Since becoming government, National has done little to turn New Zealand into the opportunity society many wish for. Ask wealth creators like small business operators and developers whether compliance and red tape has reduced over the last two years. The consensus will be that the situation has got worse.
All of this has fuelled a growing despair that New Zealand has become a Parliamentary dictatorship rather than an open democracy, with traditional parties becoming disconnected from voters between elections. Increasingly they are losing touch with the public’s deep-seated concerns, such as a smacking law that is doing nothing to stop child abuse but is seriously undermining parental authority and respect.
Where is the party that is promising to honour that 2009 Citizens Initiated Referendum that overwhelmingly supported parents having the right to discipline a child with a light smack? Where is the party to honour the 1999 Referendum to reduce the number of MPs to 99? In fact, where is the political party prepared to push for Citizens Initiated Referenda to be made binding, so the public have a mechanism to constrain a government if it goes off the rails?

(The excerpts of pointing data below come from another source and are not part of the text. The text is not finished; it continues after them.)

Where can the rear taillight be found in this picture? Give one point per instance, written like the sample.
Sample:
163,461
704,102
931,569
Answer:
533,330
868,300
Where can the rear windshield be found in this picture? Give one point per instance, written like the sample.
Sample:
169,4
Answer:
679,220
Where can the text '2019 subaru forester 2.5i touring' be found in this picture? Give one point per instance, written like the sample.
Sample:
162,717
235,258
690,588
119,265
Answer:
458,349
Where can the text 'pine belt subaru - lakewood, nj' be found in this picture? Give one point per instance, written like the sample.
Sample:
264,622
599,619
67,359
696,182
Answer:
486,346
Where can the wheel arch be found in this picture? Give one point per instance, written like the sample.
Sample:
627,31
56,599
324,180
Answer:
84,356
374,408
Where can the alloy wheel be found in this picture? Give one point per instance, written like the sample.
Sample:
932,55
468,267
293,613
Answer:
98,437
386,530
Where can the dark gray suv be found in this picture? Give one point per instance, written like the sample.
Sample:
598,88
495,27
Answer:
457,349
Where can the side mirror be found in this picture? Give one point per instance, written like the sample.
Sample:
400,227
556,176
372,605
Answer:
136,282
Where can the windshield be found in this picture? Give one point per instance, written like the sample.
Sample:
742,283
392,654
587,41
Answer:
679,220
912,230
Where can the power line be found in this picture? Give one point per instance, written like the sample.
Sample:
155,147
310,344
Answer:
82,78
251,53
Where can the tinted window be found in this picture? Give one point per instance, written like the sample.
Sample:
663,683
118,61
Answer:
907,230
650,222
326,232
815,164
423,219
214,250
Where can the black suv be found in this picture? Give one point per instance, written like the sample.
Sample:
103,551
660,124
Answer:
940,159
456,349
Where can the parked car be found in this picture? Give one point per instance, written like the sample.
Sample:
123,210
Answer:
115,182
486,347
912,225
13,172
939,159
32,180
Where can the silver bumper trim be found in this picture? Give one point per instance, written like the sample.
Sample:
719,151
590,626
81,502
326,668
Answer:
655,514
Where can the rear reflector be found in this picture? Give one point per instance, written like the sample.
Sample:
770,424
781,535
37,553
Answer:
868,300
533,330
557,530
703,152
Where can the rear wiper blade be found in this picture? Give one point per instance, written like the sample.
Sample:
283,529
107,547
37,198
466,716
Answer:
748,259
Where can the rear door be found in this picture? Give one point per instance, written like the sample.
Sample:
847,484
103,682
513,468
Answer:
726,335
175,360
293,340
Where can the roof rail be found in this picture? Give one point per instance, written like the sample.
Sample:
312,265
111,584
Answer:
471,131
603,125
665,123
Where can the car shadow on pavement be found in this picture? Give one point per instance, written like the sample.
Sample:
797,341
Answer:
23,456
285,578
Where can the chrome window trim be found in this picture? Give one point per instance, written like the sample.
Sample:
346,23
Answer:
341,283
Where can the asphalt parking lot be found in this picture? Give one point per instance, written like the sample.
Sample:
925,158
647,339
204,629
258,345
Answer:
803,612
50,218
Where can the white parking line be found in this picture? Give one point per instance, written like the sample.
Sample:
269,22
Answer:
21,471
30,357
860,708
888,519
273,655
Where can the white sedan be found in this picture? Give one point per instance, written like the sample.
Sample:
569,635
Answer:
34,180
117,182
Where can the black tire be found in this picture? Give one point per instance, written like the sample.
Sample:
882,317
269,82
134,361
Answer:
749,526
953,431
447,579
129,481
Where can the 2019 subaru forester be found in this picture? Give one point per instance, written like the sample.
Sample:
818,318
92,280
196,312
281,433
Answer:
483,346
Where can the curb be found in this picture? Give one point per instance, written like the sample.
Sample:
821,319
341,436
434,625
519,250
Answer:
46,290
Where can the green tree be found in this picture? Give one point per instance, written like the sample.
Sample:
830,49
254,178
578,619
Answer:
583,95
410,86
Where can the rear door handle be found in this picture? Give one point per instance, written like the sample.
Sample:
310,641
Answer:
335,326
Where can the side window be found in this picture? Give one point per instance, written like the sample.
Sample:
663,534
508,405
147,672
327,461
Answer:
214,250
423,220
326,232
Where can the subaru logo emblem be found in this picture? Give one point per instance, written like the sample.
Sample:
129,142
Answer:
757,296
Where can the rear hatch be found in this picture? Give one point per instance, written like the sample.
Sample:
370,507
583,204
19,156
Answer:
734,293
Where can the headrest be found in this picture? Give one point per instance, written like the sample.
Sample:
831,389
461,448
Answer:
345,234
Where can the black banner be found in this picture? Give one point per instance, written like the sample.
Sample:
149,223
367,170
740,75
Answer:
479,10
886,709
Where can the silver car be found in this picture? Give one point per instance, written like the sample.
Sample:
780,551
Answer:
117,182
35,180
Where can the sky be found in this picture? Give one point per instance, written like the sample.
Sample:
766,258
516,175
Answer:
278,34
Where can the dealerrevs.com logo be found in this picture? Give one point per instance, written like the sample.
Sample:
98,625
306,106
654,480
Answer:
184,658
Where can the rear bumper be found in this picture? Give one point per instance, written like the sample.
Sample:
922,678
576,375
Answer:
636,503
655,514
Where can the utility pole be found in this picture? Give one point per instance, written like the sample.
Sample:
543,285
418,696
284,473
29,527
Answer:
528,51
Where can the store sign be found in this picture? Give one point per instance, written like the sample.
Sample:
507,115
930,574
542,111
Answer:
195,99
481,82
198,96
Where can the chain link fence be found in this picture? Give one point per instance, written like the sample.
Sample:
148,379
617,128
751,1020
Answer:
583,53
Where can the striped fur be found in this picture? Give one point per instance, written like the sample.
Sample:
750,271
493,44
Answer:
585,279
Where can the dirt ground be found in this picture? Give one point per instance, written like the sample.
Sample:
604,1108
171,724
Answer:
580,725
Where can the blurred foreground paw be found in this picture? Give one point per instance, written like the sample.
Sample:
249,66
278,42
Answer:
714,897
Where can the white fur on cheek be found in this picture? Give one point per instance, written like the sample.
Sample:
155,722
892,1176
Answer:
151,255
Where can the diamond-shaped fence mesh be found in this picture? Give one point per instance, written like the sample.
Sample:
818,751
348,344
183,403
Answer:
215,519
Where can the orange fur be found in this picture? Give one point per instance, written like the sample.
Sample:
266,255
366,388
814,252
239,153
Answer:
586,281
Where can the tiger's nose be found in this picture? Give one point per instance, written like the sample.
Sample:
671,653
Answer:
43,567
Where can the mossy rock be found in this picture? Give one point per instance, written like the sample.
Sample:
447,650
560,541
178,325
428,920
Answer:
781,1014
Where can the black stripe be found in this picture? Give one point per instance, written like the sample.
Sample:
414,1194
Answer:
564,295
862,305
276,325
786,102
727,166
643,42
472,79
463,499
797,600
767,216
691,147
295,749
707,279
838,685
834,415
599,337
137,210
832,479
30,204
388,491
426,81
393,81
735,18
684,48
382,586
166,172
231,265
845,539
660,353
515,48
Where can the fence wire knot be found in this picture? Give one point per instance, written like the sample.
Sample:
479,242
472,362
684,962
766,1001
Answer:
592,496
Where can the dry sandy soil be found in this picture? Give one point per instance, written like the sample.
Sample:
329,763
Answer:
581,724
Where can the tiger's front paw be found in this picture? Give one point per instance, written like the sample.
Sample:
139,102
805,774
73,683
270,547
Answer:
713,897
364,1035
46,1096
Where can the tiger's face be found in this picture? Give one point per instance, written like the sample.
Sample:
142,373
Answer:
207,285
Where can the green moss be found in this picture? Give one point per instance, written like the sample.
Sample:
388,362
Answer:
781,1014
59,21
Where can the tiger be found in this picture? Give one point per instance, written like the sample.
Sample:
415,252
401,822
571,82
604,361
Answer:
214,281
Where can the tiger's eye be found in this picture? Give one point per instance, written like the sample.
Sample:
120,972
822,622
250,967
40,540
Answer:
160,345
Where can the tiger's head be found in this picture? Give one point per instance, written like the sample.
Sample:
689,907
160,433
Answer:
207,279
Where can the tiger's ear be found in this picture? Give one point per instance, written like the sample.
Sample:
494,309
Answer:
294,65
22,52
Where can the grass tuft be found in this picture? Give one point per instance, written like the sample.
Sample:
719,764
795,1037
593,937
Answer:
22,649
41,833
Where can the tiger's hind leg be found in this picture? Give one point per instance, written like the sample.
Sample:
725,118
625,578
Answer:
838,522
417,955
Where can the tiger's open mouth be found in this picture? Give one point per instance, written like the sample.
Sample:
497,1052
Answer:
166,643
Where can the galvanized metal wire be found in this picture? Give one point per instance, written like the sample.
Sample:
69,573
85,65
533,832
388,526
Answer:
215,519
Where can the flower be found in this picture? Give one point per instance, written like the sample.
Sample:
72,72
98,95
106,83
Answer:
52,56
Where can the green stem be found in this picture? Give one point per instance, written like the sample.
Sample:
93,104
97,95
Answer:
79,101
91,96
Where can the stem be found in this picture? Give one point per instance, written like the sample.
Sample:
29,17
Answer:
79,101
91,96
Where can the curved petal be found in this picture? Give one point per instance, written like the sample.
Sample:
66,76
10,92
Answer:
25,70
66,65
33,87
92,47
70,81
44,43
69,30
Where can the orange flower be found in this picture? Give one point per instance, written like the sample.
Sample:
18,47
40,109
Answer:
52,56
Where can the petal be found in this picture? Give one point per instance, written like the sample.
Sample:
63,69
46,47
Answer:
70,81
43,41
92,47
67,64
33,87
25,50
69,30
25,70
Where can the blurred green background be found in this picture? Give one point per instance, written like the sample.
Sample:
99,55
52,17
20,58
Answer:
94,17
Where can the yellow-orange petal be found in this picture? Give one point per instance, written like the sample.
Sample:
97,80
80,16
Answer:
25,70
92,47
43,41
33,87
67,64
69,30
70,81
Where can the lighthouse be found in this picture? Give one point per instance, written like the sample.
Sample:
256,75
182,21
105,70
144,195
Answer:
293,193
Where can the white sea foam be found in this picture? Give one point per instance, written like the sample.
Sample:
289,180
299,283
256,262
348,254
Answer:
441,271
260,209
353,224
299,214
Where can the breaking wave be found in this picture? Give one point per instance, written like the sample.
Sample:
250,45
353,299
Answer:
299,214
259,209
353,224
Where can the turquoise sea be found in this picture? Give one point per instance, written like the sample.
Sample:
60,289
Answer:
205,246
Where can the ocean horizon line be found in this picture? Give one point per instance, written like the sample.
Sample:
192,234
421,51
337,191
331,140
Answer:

After all, it’s not as if Parliament would be overwhelmed by public lawmaking – only four Citizens Initiated Referenda (CIR) have succeeded since the CIR Act was introduced in 1993! The CIR to repeal the Marine and Coastal Area Act will of course be the fifth!
With New Zealand being the only country in the world to have a CIR process that is not binding on the government, surely in the lead up to the 2011 election there is an opportunity for a political party to announce that just as they trust the opinion of the public enough to allow them to vote for their government, then so too they trust the public enough to make Citizens Initiated Referenda binding. The experience from other countries shows that if referenda are binding, the need for them reduces as governments become more attuned to public concerns. There are no signs yet that the reshaped political landscape that now confronts Mr Key has any regard to restoring power to voters through binding referenda. This is a vacuum yet to be filled.